Sports Medicine | 2015
Klaus Gebel; Ding Ding; Charlie Foster; Adrian Bauman; James F. Sallis
Over the last decade, there has been a marked increase in studies about built environments and physical activity. As the number of publications is growing rapidly, literature reviews play an important role in identifying primary studies and in synthesizing their findings. However, many of the reviews of effectiveness in this field demonstrate methodological limitations that might lead to inaccurate portrayals of the evidence. Some literature reviews a priori excluded intervention studies even though they provide the strongest level of evidence. The label ‘systematic review’ has mostly been used inappropriately. One of the major criteria of a systematic review that is hardly ever met is that the quality of the primary studies needs to be assessed and this should be reflected in the synthesis, presentation and interpretation of results.

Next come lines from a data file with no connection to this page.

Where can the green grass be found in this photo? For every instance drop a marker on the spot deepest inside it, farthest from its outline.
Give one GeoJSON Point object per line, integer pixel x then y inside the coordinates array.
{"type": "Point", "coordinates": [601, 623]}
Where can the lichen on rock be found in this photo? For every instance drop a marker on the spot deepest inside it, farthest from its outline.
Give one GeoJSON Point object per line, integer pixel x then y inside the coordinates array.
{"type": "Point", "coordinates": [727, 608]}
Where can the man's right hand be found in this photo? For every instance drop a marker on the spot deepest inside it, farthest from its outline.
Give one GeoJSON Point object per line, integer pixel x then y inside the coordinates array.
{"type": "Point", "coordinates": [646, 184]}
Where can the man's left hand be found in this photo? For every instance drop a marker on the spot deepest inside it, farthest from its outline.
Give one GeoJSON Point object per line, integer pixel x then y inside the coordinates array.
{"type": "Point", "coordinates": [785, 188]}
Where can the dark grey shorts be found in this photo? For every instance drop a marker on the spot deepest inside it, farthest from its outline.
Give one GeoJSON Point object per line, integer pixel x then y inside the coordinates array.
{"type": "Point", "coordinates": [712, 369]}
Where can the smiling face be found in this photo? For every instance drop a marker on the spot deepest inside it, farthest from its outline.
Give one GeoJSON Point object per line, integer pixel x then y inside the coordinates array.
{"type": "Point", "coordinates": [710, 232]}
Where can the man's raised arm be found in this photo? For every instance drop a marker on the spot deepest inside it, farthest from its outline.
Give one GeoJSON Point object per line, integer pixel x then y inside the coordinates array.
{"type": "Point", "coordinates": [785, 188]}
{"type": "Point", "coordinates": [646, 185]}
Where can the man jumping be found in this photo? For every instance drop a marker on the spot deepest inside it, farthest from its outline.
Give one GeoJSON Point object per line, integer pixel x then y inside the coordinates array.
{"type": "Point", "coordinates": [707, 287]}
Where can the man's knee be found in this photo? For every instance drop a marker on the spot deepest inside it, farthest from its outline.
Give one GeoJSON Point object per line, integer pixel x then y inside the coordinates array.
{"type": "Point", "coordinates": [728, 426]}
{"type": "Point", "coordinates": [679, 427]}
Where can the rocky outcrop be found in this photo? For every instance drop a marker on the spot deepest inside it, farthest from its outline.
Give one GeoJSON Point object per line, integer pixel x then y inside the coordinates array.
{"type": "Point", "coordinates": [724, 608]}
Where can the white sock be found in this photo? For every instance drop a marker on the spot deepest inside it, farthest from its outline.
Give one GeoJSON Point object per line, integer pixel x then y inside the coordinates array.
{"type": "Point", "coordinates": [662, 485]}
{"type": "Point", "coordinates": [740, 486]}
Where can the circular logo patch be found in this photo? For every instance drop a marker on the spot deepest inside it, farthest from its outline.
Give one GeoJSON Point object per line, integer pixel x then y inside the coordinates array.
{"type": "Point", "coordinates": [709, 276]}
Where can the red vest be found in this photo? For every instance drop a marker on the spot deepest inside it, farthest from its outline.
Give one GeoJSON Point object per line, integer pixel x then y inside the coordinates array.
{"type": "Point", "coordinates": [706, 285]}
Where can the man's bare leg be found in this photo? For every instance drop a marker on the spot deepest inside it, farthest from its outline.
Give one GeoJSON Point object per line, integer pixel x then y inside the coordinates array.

With few exceptions, ‘systematic’ reviews about environments and physical activity did not refer to or follow the QUORUM or PRISMA statements. This commentary points out the usefulness of the PRISMA statement to standardize the reporting of methodology of reviews and provides additional guidance to limit sources of bias in them. The findings and recommendations from this article can help in moving forward the synthesis of evidence of effectiveness not only in built environments and physical activity, but also more broadly in exercise science and public health.